Elle raidit ses mains tremblantes, et essaya d’apaiser le trouble qui l’envahissait ; elle y parvint, car au bout de quelques instants, elle traversa la pièce de son pas ordinaire, calme et lent.

À l’entrée de la salle, il y avait une petite cellule où les sœurs et les infirmières de garde allaient se reposer durant la nuit.

Marianne, espérant n’y rencontrer personne à cette heure de la journée, y entra.

La porte ne s’était pas refermée que deux bras caressants la pressaient, et qu’une voix mouillée de larmes murmurait à son oreille :

— N’es-tu pas la plus heureuse ! Vas-tu encore manquer de courage ? Est-ce qu’il t’oubliera jamais ?

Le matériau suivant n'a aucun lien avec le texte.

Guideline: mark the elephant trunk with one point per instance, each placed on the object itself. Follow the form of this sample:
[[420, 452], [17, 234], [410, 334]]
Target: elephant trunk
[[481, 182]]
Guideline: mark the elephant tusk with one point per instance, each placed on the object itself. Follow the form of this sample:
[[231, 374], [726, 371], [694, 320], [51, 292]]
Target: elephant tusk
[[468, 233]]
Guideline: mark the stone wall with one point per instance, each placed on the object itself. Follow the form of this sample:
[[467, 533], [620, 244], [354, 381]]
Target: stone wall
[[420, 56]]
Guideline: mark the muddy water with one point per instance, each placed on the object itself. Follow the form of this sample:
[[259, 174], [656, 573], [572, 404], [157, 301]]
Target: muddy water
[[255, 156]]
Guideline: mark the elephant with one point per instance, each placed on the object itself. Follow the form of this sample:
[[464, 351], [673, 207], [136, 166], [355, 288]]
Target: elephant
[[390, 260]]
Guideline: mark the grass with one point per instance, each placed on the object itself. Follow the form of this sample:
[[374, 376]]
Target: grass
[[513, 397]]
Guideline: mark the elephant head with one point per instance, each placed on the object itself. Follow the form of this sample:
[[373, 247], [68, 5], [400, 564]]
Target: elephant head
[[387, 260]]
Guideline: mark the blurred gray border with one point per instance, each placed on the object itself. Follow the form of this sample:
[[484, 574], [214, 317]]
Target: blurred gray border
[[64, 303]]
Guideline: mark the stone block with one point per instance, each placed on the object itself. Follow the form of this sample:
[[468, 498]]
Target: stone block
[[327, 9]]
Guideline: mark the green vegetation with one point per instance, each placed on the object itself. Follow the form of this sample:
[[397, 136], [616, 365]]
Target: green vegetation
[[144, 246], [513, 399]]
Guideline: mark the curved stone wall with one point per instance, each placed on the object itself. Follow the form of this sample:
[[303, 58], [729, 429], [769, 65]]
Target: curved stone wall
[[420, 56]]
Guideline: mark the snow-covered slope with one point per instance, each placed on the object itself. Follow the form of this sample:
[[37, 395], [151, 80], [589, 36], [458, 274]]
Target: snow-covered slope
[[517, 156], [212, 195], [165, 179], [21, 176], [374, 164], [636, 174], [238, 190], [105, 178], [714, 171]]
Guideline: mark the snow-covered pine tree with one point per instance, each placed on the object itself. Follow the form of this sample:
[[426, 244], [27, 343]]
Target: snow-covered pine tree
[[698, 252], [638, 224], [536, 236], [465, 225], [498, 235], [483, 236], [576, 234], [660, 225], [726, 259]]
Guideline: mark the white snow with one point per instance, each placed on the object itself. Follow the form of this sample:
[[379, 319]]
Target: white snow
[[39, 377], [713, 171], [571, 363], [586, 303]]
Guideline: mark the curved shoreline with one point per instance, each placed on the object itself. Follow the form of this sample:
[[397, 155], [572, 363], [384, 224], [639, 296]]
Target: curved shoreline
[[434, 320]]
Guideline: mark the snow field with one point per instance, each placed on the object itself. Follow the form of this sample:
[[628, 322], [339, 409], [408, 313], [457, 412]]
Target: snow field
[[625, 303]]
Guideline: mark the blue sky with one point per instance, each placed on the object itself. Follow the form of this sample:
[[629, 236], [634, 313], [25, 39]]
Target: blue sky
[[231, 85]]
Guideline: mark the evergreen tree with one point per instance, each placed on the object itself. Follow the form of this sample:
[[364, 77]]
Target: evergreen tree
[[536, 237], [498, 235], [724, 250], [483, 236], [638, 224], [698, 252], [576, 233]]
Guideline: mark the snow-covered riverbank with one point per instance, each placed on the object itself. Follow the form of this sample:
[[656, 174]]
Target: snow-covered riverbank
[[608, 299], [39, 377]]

— Ô Aimée ! Aimée ! que je t’aime, et que tu es bonne ! répondit Marianne en lui rendant ses baisers.

À quelques jours de là, le docteur Rivière montrait Marianne à la supérieure.

Derrière les lits où les malades commençaient à guérir, la surveillante se reprenait à la vie.

C’était bien toujours la prisonnière pensive et sérieuse ; mais dans ses grands yeux profonds le courage avait rallumé son étincelle ; sur ses traits purs, l’amer découragement avait fait place à une expression de sereine énergie.

— Eh bien, ma sœur, que dites-vous de notre infirmière ? demanda-t-il à la religieuse, il me semble qu’elle entre en convalescence.

— Notre neuvaine est terminée depuis deux jours, docteur, répondit celle-ci, ayez encore le triste courage de nier la puissance de Dieu et de ne pas croire aux miracles !…

Le médecin sourit doucement.

— Chère sœur, dit-il, au dieu qui a fait ce miracle-là, je crois de toute mon âme ; il est aussi vieux que le monde, et il en fera bien d’autres.

— Enfin, vous voilà presque converti ! vous l’avouez !

— Oh ! je n’ai jamais cessé de reconnaître la puissance infinie de cette religion-là, je vous le répète. Et cependant, hélas ! et à mon très grand regret, il y a bien longtemps que son culte m’est interdit…

Et il s’éloigna en riant, pendant que la sœur Saint-Jean ne le comprenait plus du tout, et assurait que sa vieille cervelle déménageait.